Abdul Bashir, 19, tells a similar story. He left his home in Baghlan, a province north of Kabul, with the little money he had, looking to find work in Iran along with a group of other boys. Within two days of his arrival, he was caught by the Iranian police and deported.

“I finished my money,” he says, his eyes glazed over with exhaustion. “I only have 100 tomans (worth less than a penny). I don’t know what will happen to me.”

Meanwhile, the Afghan capital of Kabul still heaves with traffic and dust, though roadsides are no longer littered with trash. Municipal workers keep the streets clean, but even more noticeable is the reduced presence of street kids. For many years, groups of young children would knock on car windows in traffic jams to beg for money. Since the middle of August last year, in an attempt to deliver social services to the needy, the Taliban have been rounding up beggars, including children in Kabul and other major cities.
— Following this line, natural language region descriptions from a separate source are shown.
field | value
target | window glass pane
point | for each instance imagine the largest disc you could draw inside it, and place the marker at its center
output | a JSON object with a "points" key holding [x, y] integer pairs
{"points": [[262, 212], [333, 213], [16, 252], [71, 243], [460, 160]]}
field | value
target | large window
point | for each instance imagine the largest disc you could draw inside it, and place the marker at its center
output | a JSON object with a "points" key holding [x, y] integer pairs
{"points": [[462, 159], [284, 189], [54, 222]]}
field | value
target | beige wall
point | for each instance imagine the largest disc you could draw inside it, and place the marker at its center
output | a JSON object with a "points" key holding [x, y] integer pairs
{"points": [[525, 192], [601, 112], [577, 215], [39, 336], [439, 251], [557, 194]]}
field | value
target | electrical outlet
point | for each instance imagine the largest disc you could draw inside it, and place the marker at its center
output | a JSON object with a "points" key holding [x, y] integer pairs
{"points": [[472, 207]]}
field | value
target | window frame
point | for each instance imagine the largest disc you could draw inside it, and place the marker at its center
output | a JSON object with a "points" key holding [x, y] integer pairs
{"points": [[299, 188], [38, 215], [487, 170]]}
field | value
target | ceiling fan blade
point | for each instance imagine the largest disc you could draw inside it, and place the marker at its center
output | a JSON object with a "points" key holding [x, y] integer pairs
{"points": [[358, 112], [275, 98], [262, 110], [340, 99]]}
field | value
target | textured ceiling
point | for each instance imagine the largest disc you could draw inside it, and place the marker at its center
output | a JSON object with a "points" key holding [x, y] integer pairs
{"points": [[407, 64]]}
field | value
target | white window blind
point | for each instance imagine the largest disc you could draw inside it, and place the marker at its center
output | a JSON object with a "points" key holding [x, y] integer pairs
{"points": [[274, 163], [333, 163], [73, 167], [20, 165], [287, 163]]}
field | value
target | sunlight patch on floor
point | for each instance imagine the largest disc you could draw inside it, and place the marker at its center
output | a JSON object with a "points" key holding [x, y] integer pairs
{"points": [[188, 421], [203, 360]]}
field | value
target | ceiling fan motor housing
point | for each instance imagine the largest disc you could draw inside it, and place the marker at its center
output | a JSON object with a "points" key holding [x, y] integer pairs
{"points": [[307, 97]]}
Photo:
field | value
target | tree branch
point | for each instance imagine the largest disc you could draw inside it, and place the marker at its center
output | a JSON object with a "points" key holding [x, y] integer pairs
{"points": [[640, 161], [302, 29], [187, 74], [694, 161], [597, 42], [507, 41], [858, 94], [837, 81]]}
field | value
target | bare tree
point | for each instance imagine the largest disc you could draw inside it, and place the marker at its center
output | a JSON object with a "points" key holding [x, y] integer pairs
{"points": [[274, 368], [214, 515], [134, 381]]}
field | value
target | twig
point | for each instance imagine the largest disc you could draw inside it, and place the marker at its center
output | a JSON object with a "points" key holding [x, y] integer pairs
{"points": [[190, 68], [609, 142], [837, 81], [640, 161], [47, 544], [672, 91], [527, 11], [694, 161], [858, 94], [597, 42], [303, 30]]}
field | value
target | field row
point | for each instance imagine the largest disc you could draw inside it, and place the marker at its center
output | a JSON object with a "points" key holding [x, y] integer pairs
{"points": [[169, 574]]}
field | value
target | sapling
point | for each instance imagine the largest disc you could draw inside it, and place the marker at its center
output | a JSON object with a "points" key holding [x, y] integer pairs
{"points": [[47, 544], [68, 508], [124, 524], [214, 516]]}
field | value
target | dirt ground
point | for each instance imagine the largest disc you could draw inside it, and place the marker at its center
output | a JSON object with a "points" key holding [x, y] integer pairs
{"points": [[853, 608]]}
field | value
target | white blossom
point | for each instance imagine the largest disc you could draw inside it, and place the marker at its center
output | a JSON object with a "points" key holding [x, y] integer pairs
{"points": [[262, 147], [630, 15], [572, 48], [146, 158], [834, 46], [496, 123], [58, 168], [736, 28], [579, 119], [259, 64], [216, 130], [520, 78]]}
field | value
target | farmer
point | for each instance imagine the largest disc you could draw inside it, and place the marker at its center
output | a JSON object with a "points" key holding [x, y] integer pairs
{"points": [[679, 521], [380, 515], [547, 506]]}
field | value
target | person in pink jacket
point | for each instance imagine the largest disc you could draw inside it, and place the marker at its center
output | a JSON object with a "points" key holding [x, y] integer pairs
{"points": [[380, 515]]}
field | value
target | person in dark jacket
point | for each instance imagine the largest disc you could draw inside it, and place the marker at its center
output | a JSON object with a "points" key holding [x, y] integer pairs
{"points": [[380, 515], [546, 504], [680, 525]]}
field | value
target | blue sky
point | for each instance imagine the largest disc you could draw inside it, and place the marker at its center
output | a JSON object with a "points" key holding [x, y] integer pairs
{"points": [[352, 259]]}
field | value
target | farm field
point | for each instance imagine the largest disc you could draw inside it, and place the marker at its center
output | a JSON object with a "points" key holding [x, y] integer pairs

“So far over 3,000 beggars were collected from Kabul’s streets,” claims Abdullah Azzam, the deputy prime minister’s secretary. The children are screened and, where appropriate, given some financial support and referred to charities, he says. Young men who are eligible for work are directed to a professional institute for skills training and to search for a job. “If they are arrested doing this a second time, they will be sentenced to three days jail,” Azzam says.

According to the U.N., about 47% of Afghanistan’s 41 million people are under the age of 15. Over 15 million children are in need of humanitarian aid, half of them girls who are excluded from secondary education and above. Afghanistan’s population is still growing at a rate of 2.3% annually. While today’s Afghan kids aren’t growing up in the shadows of war, if things do not change, future generations will grow up in a country where resources are scarcer and prospects slimmer. Without nationwide modern education to promise social mobility, many Afghan children like Zar Alam find themselves left with the misfortune of having to risk life and limb at the border.